Brandon Clarke was the showstopper of the evening. The forward put up 36 points on 15-of-18 shooting—the efficiency!—to go along with eight rebounds, five blocks, three assists and two steals. He led Gonzaga in four of the five major categories, while Josh Perkins added 11 points and six assists.
Mark Vital had 17 points and eight rebounds for Baylor. Makai Mason also had 17 points to go along with five assists.
Gonzaga's perimeter defense stymied any comeback efforts by Baylor. The Bears shot a porous 4-of-21 from behind the arc.

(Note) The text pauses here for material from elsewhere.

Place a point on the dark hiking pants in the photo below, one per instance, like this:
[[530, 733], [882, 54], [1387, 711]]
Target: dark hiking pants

Gonzaga is slated to face No. 4 Florida State in the Sweet 16.
No. 2 Michigan State 70, No. 10 Minnesota 50
No. 2 Michigan State joined instate Big Ten rival Michigan in the Sweet 16 by upending No. 10 Minnesota 70-50 on Saturday.

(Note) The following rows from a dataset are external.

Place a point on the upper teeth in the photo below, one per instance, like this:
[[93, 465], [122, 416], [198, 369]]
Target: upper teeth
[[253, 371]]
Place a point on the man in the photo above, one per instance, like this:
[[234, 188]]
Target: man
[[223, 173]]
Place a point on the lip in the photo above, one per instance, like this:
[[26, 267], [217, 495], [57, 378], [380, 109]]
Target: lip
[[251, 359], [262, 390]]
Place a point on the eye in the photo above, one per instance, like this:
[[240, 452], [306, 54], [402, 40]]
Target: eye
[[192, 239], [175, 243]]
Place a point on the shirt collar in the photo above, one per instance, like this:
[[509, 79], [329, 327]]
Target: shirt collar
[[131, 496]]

The Spartans dominated the first half, taking a 33-19 lead into the break that they maintained over the final 20 minutes to keep the Golden Gophers at arm's length.
Michigan State's defense held all but one Minnesota player under double-digit points, with two starters scoring zero. Meanwhile, every starter for the Spartans scored nine or more.
Xavier Tillman was a steady hand offensively for the Spartans, scoring a team-high 14 points on 6-of-8 shooting with six rebounds despite collecting four fouls on the night.
Amir Coffey flooded the stat sheet for Minnesota, scoring over half his team's points with 27 on 8-of-24 shooting while hitting 10 of 11 free throws.
Minnesota couldn't hit water from a boat on its three-point attempts, going 2-of-22 from behind the arc. Michigan State, however, was a much more palatable 6-of-15 from three.
Michigan State will face No. 3 LSU in the Sweet 16 next weekend.
No. 3 Purdue 87, No. 6 Villanova 61
There will be a new national champion in 2019.
No. 3 Purdue completely dismantled the reigning net cutters on Saturday, dethroning No. 6 Villanova 87-61 in a dominant effort from start to finish.
There's also potentially a new face as the most prolific player in the NCAA tournament with Ja Morant and Murray State eliminated earlier in the day.
Carsen Edwards put on perhaps the best display of anybody not named Morant in the tournament so far on Saturday, scoring 42 points on 12-of-21 shooting while also hitting 9-of-16 three-pointers and 9-of-9 free throws.
Edwards added six rebounds and an assist to his day's tally.
Eric Paschall led the Wildcats with 10 points while also pulling down three rebounds and dishing out two assists.
While Edwards will draw the headlines with his 42-point outing, Matt Haarms anchored the paint with 18 points and nine rebounds.
In the Sweet 16, Purdue will face the winner of Sunday's matchup between No. 2 Tennessee and No. 10 Iowa.
No. 5 Auburn 89, No. 4 Kansas 75
Another 2018 Final Four participant was eliminated on Saturday after the No. 5 Auburn Tigers handed the No. 4 Kansas Jayhawks an 89-75 defeat in the second round.
Auburn tested the Jayhawks' limited depth, with Kansas scrounging just nine points off its depleted bench.
Bryce Brown shot 9-of-13 from the field en route to leading the Tigers in scoring with 25 points. Jared Harper added 18 points and a team-high six assists.
Dedric Lawson put up his second double-double of the tournament in as many games for the Jayhawks, scoring 25 points and pulling down 10 rebounds.
Auburn was efficient from behind the arc despite putting up a high volume of three-pointers. The Tigers connected on 13 of 30 triples to quell any hopes of a Kansas comeback.
Auburn advances to the Sweet 16 in Kansas City, Missouri, where it'll face the winner of No. 1 North Carolina-No. 9 Washington.